Die großen Pfeifen im Orgelprospekt (also die Pfeifen, die man von der Orgel sieht) haben sich am Fuß durch ihr Eigengewicht verzogen, das führt zu Ausbauchungen und Tonunreinheit. - Die Pfeifen fangen an, ihr Eigenleben zu führen: jede klingt höchst individuell. Die einen laut, andere leiser, viele produzieren Nebengeräusche. Dadurch klingt die Orgel oft scheppernd, unrein und lauter, als sie eigentlich ist.
- Einige Pfeifen stehen nicht mehr genau auf ihren „Löchern“, weil sich die Haltebretter („Raster“) verzogen haben. Rechts ein kleines Beispiel für eine Pfeife, die nur noch klingt, wenn man sie extra „anschubst“.
- Bei den beiden Manualen wurde zur Bauzeit zu weiches Holz verwendet. Nach 33 Jahren haben die Tasten tiefe Griffmulden und müssen ausgetauscht werden.
- Die Tasten der Manuale wackeln horizontal hin und her: die Führungen sind ausgeleiert.

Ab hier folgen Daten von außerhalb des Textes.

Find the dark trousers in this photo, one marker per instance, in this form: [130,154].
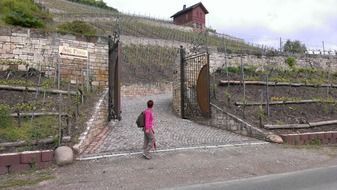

- Insgesamt muss das ganze Werk „intoniert“ werden. Das bedeutet, dass alle Pfeifen eines Registers – bis auf die Tonhöhe – ziemlich gleich klingen sollten. Im Moment ist es so, dass die Pfeifen eines Registers mal laut, mal leise, mal hauchig, mal forsch klingen; mal schnarren sie, mal hören sie sich knarzig an; mal springen sie sofort an, mal brauchen sie eine halbe Sekunde, bis man was hört. Dazu muss jede einzelne der 1760 Pfeifen auf den 26 Registern einzeln und nacheinander angefaßt und ausgerichtet werden: das dauert ein paar Wochen und ist der teuerste Einzelposten der geamten Renovierung.
- Und dann gibt es auch eine gute Nachricht: An der Johannes-Orgel sind bisher (außer den Organisten) keine Schädlinge gesichtet worden. Einen Kammerjäger und aufwändige Sanierungsmaßnahmen am Orgelgerüst brauchen wir nicht. Außer einer Katze, die sich mal verstiegen hatte, war da nie ein Tier drin – und das sollte auch so bleiben.